Other key contributors to the rally include:

  • Strength in large-cap tech and AI companies

  • Signs of stabilization in trade policy

  • Improved investor sentiment following a turbulent spring

  • Positive performance across global equity markets

Chris Brigati, CIO at SWBC, noted that “as Middle East tensions fade, markets are returning their focus to core economic drivers like tariffs, earnings, and fiscal policy.”

A Year of Swings: From Correction to Recovery

The path to this point hasn’t been smooth. After reaching record highs in February at the start of President Trump’s second term, the S&P 500 saw steep declines in March and April due to the announcement of aggressive new tariffs.

Key moments:

  • April 8: The index closed 18.9% below its February peak

  • May: The S&P 500 gained 6.15%, its best monthly performance since November 2023

  • June: The index is up 3% month-to-date

Markets rebounded sharply after the rollback of “Liberation Day” tariffs and easing tensions with China and the UK.

Tech and AI Back in the Spotlight

Technology and AI stocks are once again driving market momentum.
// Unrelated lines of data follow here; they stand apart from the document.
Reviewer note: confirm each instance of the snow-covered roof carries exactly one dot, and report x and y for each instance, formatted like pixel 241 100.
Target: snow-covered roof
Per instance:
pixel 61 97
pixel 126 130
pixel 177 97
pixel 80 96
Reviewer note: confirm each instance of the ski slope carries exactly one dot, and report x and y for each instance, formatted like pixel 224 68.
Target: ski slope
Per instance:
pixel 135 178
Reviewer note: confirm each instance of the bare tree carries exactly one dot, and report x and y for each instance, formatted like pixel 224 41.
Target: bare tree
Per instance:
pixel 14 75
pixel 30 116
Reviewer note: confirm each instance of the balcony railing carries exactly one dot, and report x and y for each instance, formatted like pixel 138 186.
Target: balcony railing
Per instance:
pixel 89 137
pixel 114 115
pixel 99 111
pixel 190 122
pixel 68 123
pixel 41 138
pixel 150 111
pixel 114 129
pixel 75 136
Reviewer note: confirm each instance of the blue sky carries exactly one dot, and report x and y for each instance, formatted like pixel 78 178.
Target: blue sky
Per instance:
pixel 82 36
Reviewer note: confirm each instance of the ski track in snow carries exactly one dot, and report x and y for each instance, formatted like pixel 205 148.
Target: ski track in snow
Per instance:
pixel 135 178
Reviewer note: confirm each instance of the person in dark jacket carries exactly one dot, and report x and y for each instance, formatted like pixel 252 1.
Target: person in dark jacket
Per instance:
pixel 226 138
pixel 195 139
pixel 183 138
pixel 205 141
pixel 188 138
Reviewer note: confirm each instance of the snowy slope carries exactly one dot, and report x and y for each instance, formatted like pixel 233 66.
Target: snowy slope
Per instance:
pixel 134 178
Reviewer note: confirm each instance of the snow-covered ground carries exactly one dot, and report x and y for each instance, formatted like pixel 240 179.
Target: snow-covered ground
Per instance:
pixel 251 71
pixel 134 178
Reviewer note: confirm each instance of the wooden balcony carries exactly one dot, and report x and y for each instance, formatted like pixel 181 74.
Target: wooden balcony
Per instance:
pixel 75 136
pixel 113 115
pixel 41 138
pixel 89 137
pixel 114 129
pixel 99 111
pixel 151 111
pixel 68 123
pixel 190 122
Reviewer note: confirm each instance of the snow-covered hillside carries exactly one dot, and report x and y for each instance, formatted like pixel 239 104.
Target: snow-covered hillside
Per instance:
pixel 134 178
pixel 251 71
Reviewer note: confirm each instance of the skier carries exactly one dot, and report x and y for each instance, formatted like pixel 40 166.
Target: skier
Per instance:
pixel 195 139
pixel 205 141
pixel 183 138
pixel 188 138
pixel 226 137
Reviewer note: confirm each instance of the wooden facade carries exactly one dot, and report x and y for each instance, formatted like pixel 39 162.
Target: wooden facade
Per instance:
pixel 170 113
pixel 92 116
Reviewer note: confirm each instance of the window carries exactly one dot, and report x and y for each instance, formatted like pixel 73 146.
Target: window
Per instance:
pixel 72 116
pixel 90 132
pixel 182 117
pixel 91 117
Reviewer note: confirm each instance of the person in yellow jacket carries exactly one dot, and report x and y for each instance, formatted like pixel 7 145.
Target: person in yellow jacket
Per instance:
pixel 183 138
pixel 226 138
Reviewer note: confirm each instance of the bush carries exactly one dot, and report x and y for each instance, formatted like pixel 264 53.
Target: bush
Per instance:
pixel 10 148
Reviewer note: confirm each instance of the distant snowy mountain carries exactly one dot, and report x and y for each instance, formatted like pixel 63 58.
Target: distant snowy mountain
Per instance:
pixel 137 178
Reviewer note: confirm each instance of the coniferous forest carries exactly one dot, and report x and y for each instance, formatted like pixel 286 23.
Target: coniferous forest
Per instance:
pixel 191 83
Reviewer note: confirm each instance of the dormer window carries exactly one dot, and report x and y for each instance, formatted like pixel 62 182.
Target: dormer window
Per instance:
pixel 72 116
The Nasdaq 100 reached a new record high on Tuesday — its first since February — propelled by strong performances from major tech players.

Ross Mayfield, investment strategist at Baird, stated: “AI and tech leadership is back. It’s not yet a bubble, but it’s a powerful driver for this tech-heavy market.”

Caution Ahead: What Could Derail the Rally?

Despite the surge in optimism, several risks could limit future gains:

  • Tariffs: Current rates are the highest in 90 years, potentially slowing growth and keeping inflation elevated

  • Inflation: Higher import costs could reignite price pressures

  • Interest rates: Persistent inflation may prevent the Fed from cutting rates

  • Second-quarter earnings: Investors are watching how companies handle cost pressures

  • Government debt: Rising Treasury yields could reduce demand for equities

  • Labor market: Summer jobs data may reveal weaknesses in economic resilience

Eric Freedman, CIO at US Bank Asset Management, emphasized that “how companies pass on tariff costs will be critical to understanding future inflation and profit margins.”

Long-Term View: What Should Investors Do?

Market strategists continue to advise a disciplined approach.

“Stay invested. Trying to time the market rarely works,” said SWBC’s Brigati. “A long-term strategy focused on fundamentals remains the best approach, even during short-term volatility.”

As earnings season approaches and trade and geopolitical developments continue to unfold, investors should remain alert — but not reactive.